A while back, I met up with an acquaintance. I liked talking to her -- she's funny, happy to help others and she hosts great parties.
But she’s been working in the same job for several years now. It's an entry-level position that doesn't have much opportunity, if any, to move up within the company. Many of her colleagues are recent grads that stay for a year or two before moving onto something else.
When I asked her how her job was going, she replied that things were fine. She's happy with where she is and doesn't have plans for anything different. As she says, her job is stable and pays the rent. Recently though, she confessed that it's easy for her to stay complacent in her life. While she resists the idea of change or new things in general, she also feels that she's stuck in a rut and doesn't really have much to look forward to.
The Bezos regret minimization framework.
Founder and CEO of Amazon Jeff Bezos says that he was working at a high-paying finance position in New York when he came up with the idea for Amazon. When deciding whether to leave his job to create a start-up, his decision became very easy when he used what he calls the “regret minimization framework".

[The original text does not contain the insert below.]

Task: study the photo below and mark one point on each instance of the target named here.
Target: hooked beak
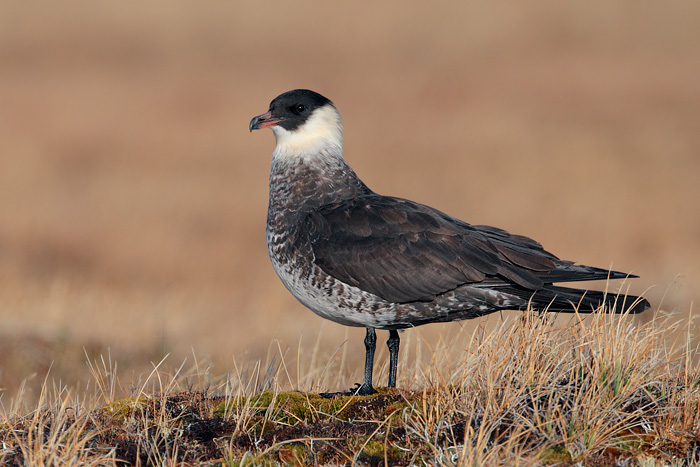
(265, 120)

Using the framework, he imagines himself at age 80, a time when he wants to have looked back at his life and lived with as few regrets as possible. By picturing this scenario, Bezos said that he knew that if he didn’t leave his job to work on his startup idea, he would regret it, even if it resulted in failure.
The next thing he knew, Bezos was driving from New York to Seattle, writing a business plan for his new company as he traveled across the country to start a new life.
Though it might be comfortable to stay in one spot for the time-being, most of us end up regretting the things we don’t do, as opposed to whether or not we succeeded. We face these decisions all the time, from our everyday choices to major turning events in our lives.
For instance, I decided that I needed to exercise more often to stay healthy. Even though I had envisioned myself jogging outside, I just couldn’t get myself to do anything about it. I would tell myself that it could always just wait until later.
Eventually, I started to notice the excuses I would come up with. I would tell myself that the weather was too hot, or I was too tired. It came to a point where I realized I was just waiting for a perfect situation to present itself.
As I caught myself in this self-talk, I realized that I was staying complacent in a situation that I didn't really want to be in. I realized then that if I wanted something done, I needed to plan for it.
How to implement change.
First of all, it’s important to know where you are in your progress. As I said in my piece on what escape from North Korea can teach us about change, sometimes change starts with being inspired by something or someone unique in your life.
Then, recognize what you have and what you want to work on. Even if you're not where you want to be, there are many things to be grateful for -- whether it’s good health, relationships or even just being able to enjoy a nice day outside.
Be specific in knowing what you want to accomplish. Maybe you want to exercise, travel more or learn a new skill. Once you recognize this, you can map out the steps you need to take.
Do something that scares you, something that is out of your usual pattern. Whether it’s sending an email to someone you don’t know, or pulling out a map and planning where you want to travel.
When I first started getting out and doing some exercise, I felt uncomfortable. I was worried about how I looked and feeling tired.
But at the same time, I was happy. Happy that I was doing something that I wanted to, even if I had to get adjusted to the process. It scared me, and that’s a good thing.
Because sometimes you need to be "weird" in order to achieve anything. Personal growth means taking risks. Inevitably, it means accepting that pain, discomfort and rejection are just a part of the process.
Being content isn’t simply about being staying in one spot. It’s also enjoying the process you take to reach other places, with all the bumps along the way.